Nächstes Maximum in 79 Tagen
Leoniden 2026: Maximum, Ursprung und Sichtbarkeit
Die Leoniden gehören zu den schnellsten Meteorströmen und sind durch historische Meteorstürme berühmt. In gewöhnlichen Jahren bleibt ihre Rate moderat; nahe dichten Staubspuren von Tempel-Tuttle kann sie dramatisch steigen.
Jahresaktuell berechnet
Leoniden 2026 beobachten
Zeiten, Mond und Blickrichtung beziehen sich auf Deutschland (Mitte). Die Idealrate ist kein Versprechen für einen einzelnen Beobachtungsort.
DWD-Wetter folgt
Für eine belastbare Ortsprognose ist es noch zu früh
Die astronomischen Termine stehen bereits fest. Das DWD-Wetterfenster wird automatisch ergänzt, sobald die Beobachtungsnacht in Reichweite der Prognosedaten kommt.
* ZHR richtig lesen: Die Idealrate gilt bei vollkommen dunklem Himmel, freier Rundumsicht und einem Radianten im Zenit. Eine einzelne Person sieht unter realen Bedingungen gewöhnlich deutlich weniger.
Entstehung des Stroms
Woher kommen die Leoniden?
Der Mutterkomet 55P/Tempel-Tuttle umrundet die Sonne in rund 33 Jahren. Bei seinen Sonnendurchgängen setzt er neue Teilchen frei. Junge Partikel bleiben zunächst in relativ dichten Bahnschläuchen, ältere verteilen sich zunehmend.
Die Erde schneidet den Strom jedes Jahr im November. Besonders starke Stürme sind möglich, wenn sie zusätzlich einen jungen dichten Staubschlauch aus einem bestimmten Kometenumlauf trifft. Die spektakulären Ereignisse sind daher zyklisch begünstigt, aber nicht bei jeder Rückkehr automatisch gleich stark.
Jahreszeit und Uhrzeit
Warum sind sie gerade dann sichtbar?
Der Radiant im Löwen geht erst spät auf und steigt bis zum Morgen. Von Deutschland aus ist die zweite Nachthälfte deshalb deutlich günstiger als der Abend.
Das Datum folgt dem jährlichen Bahnschnitt; der annähernde 33-Jahre-Rhythmus starker Aktivität folgt dagegen dem Mutterkometen und seinen jüngeren Staubspuren. Das sind zwei verschiedene Zeitskalen.
Tempo und Leuchtspuren
Wie verhalten sich die Meteore?
Mit ungefähr 71 Kilometern pro Sekunde zählen Leoniden zu den schnellsten sichtbaren Meteoren. Sie ziehen rasch über den Himmel und können helle, mehrere Sekunden nachleuchtende Ionisationsspuren erzeugen.
Während eines normalen Jahres sieht man keine „Wand aus Sternschnuppen“. Historische Stürme entstanden durch außergewöhnlich dichte Filamente. Seriöse Jahresprognosen müssen deshalb reguläre Rate und mögliche Zusatzspuren getrennt ausweisen.

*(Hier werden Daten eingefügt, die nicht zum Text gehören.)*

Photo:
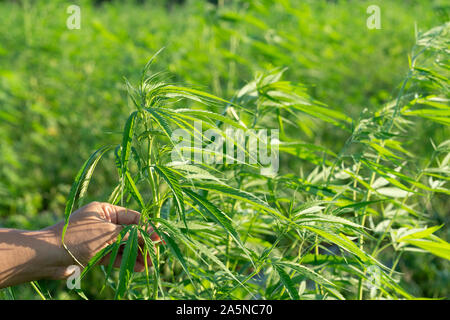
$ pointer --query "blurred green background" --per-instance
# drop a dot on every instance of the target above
(62, 92)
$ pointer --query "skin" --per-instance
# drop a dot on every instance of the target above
(34, 255)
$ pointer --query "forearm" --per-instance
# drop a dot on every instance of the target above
(29, 255)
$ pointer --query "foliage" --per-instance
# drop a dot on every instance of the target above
(358, 195)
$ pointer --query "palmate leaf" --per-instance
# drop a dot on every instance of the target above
(128, 262)
(342, 241)
(150, 246)
(217, 215)
(131, 187)
(127, 140)
(81, 184)
(238, 194)
(306, 272)
(287, 281)
(197, 248)
(171, 244)
(169, 175)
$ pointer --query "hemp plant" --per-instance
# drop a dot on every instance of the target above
(320, 224)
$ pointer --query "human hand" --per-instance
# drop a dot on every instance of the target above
(91, 229)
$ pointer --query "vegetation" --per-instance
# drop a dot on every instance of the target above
(358, 208)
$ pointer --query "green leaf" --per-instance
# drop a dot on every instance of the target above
(81, 183)
(127, 140)
(169, 175)
(287, 281)
(128, 262)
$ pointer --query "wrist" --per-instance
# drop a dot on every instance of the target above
(55, 255)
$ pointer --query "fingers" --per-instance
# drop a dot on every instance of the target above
(119, 215)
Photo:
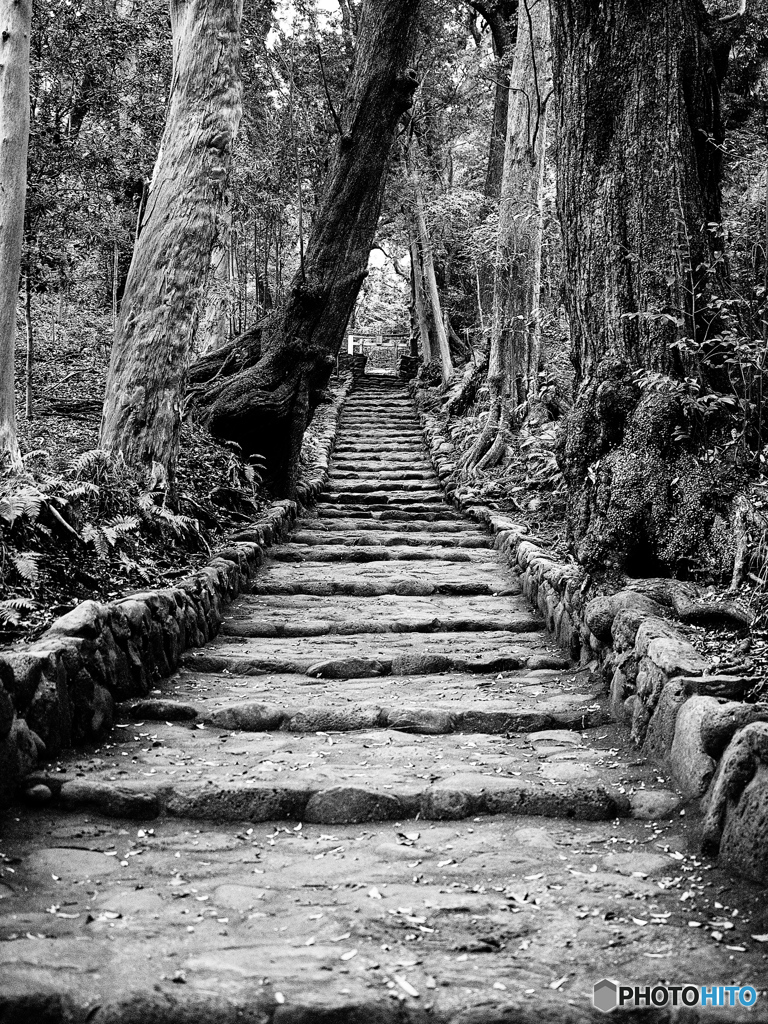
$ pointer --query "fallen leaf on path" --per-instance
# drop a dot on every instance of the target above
(406, 986)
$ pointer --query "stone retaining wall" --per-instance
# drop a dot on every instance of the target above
(693, 722)
(60, 690)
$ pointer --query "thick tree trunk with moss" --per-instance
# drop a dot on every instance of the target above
(441, 350)
(637, 97)
(166, 282)
(15, 18)
(513, 361)
(501, 16)
(420, 303)
(264, 402)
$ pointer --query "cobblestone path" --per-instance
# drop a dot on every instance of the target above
(382, 794)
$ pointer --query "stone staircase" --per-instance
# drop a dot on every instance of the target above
(382, 790)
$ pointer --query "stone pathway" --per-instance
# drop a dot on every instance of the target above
(382, 791)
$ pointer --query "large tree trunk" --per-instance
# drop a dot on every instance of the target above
(637, 94)
(501, 16)
(166, 282)
(264, 403)
(513, 361)
(15, 16)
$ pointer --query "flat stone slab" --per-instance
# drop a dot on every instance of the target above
(382, 496)
(305, 614)
(363, 474)
(522, 688)
(348, 656)
(383, 539)
(391, 513)
(402, 828)
(371, 553)
(407, 714)
(374, 579)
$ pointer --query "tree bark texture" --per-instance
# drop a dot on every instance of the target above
(264, 403)
(166, 283)
(513, 361)
(15, 18)
(420, 305)
(638, 171)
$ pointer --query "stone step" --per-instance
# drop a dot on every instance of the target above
(379, 414)
(416, 464)
(386, 514)
(567, 689)
(350, 656)
(306, 614)
(423, 498)
(573, 713)
(384, 410)
(374, 579)
(375, 424)
(372, 538)
(355, 444)
(332, 521)
(186, 772)
(360, 553)
(359, 485)
(346, 472)
(492, 901)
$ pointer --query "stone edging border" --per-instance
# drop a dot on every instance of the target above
(60, 690)
(713, 745)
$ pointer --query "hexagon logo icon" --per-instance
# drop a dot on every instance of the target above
(605, 995)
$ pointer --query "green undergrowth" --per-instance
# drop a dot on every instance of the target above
(77, 523)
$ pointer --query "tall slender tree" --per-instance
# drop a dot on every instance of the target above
(426, 265)
(513, 361)
(501, 17)
(166, 282)
(638, 170)
(15, 27)
(264, 401)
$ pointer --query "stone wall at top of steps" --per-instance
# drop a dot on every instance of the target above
(60, 690)
(683, 715)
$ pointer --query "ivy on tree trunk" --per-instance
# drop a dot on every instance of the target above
(513, 361)
(638, 174)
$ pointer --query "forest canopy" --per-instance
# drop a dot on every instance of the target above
(562, 214)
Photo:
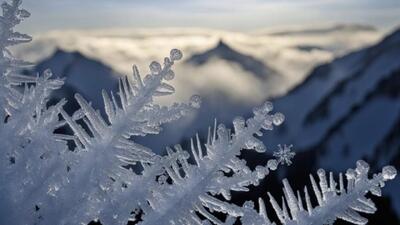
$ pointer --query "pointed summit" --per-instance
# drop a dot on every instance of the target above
(225, 52)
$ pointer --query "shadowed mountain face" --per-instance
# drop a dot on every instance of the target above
(82, 75)
(225, 52)
(348, 110)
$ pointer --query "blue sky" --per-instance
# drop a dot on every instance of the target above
(225, 14)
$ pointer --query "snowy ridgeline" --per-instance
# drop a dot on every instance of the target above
(94, 170)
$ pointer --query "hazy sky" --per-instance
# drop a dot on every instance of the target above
(226, 14)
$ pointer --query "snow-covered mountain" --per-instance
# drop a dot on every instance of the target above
(82, 75)
(347, 110)
(227, 53)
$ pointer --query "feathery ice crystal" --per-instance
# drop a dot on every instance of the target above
(43, 181)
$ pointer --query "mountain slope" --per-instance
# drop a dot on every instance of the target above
(225, 52)
(83, 75)
(348, 110)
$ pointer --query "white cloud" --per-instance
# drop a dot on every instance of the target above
(122, 48)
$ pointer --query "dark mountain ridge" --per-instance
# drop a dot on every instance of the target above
(225, 52)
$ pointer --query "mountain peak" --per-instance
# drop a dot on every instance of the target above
(225, 52)
(223, 46)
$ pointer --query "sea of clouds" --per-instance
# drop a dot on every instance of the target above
(291, 52)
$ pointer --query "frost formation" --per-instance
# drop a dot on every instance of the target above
(109, 177)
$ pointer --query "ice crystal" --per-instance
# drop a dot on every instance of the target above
(99, 172)
(285, 154)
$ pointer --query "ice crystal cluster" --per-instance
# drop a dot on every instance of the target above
(104, 175)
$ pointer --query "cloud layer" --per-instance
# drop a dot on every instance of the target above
(292, 54)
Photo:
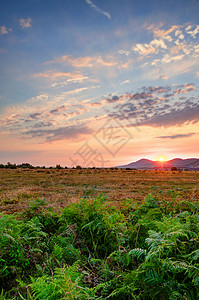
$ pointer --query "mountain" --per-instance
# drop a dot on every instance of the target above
(179, 163)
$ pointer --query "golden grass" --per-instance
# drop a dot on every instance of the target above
(60, 187)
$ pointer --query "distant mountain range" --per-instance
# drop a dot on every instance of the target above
(179, 163)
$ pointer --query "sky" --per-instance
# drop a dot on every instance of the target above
(98, 83)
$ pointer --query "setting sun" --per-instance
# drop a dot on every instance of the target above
(161, 159)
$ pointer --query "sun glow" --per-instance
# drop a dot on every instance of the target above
(161, 158)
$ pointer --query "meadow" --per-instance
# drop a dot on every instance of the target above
(99, 234)
(63, 186)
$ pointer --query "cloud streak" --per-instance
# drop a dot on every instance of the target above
(62, 133)
(176, 136)
(93, 6)
(25, 23)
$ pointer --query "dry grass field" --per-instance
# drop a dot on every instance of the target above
(60, 187)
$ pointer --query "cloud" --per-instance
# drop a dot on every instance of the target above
(159, 32)
(156, 107)
(62, 133)
(163, 77)
(125, 81)
(58, 109)
(68, 81)
(176, 136)
(174, 117)
(92, 5)
(194, 32)
(3, 30)
(82, 62)
(124, 52)
(25, 23)
(55, 75)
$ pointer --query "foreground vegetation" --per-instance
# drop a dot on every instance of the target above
(93, 250)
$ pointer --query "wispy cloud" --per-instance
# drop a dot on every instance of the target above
(125, 81)
(54, 75)
(105, 13)
(62, 133)
(176, 136)
(25, 23)
(3, 30)
(82, 62)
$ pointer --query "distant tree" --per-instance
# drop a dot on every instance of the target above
(79, 167)
(174, 169)
(10, 166)
(58, 167)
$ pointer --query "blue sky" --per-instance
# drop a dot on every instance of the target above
(118, 77)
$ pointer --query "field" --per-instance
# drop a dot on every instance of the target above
(61, 187)
(99, 234)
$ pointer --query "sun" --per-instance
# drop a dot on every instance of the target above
(161, 159)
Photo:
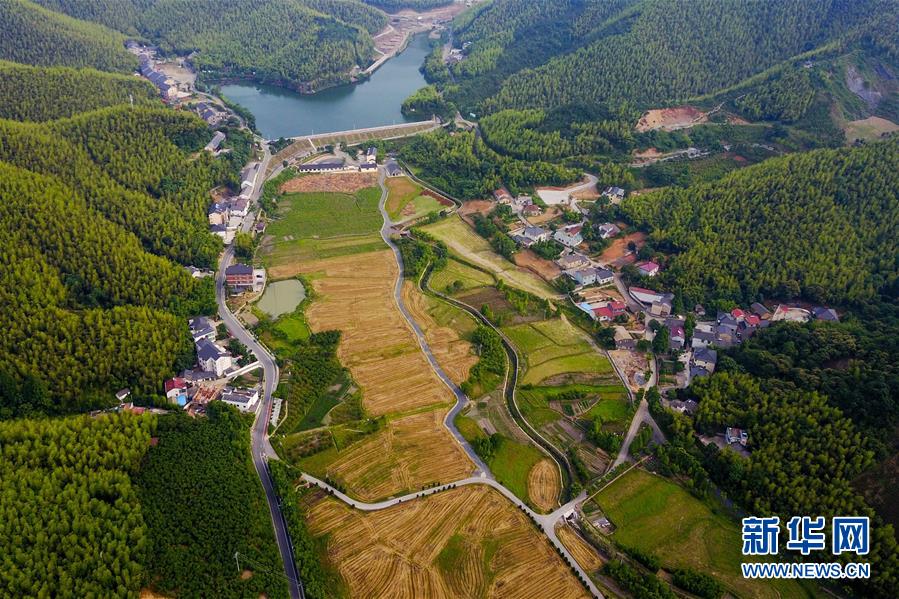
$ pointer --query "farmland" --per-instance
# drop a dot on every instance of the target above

Was wir wissen – und was nicht
Stand der Zuordnung
55P/Tempel-Tuttle ist der gesicherte Mutterkomet. Staubspurmodelle können Begegnungen vorhersagen, doch Partikeldichte und exakte Raten bleiben mit Unsicherheit behaftet.
- Mutterkörper
- 55P/Tempel-Tuttle
- Typ
- periodischer Komet
- Radiant
- Löwe
- Eintrittstempo
- etwa 71 km/s
Kurz beantwortet
Häufige Fragen zu den Leoniden
Wann ist das nächste Maximum der Leoniden?
Das nächste berechnete Maximum liegt am 18. November 2026 gegen 00:45 Uhr deutscher Ortszeit. Der reguläre Aktivitätszeitraum reicht vom 6. November bis 30. November.
Woher kommen die Leoniden?
Der Mutterkomet 55P/Tempel-Tuttle umrundet die Sonne in rund 33 Jahren. Bei seinen Sonnendurchgängen setzt er neue Teilchen frei. Junge Partikel bleiben zunächst in relativ dichten Bahnschläuchen, ältere verteilen sich zunehmend.
Gibt es alle 33 Jahre sicher einen Leonidensturm?
Nein. Die Kometenperiode erhöht die Chance auf Begegnungen mit jüngeren Staubspuren. Ob die Erde deren dichten Kern trifft, hängt von der genauen Bahngeometrie ab.
Warum sind Leoniden so schnell?
Teilchenbahn und Erdbahn treffen mit einer sehr großen relativen Geschwindigkeit aufeinander. Dadurch erreichen Leoniden rund 71 Kilometer pro Sekunde.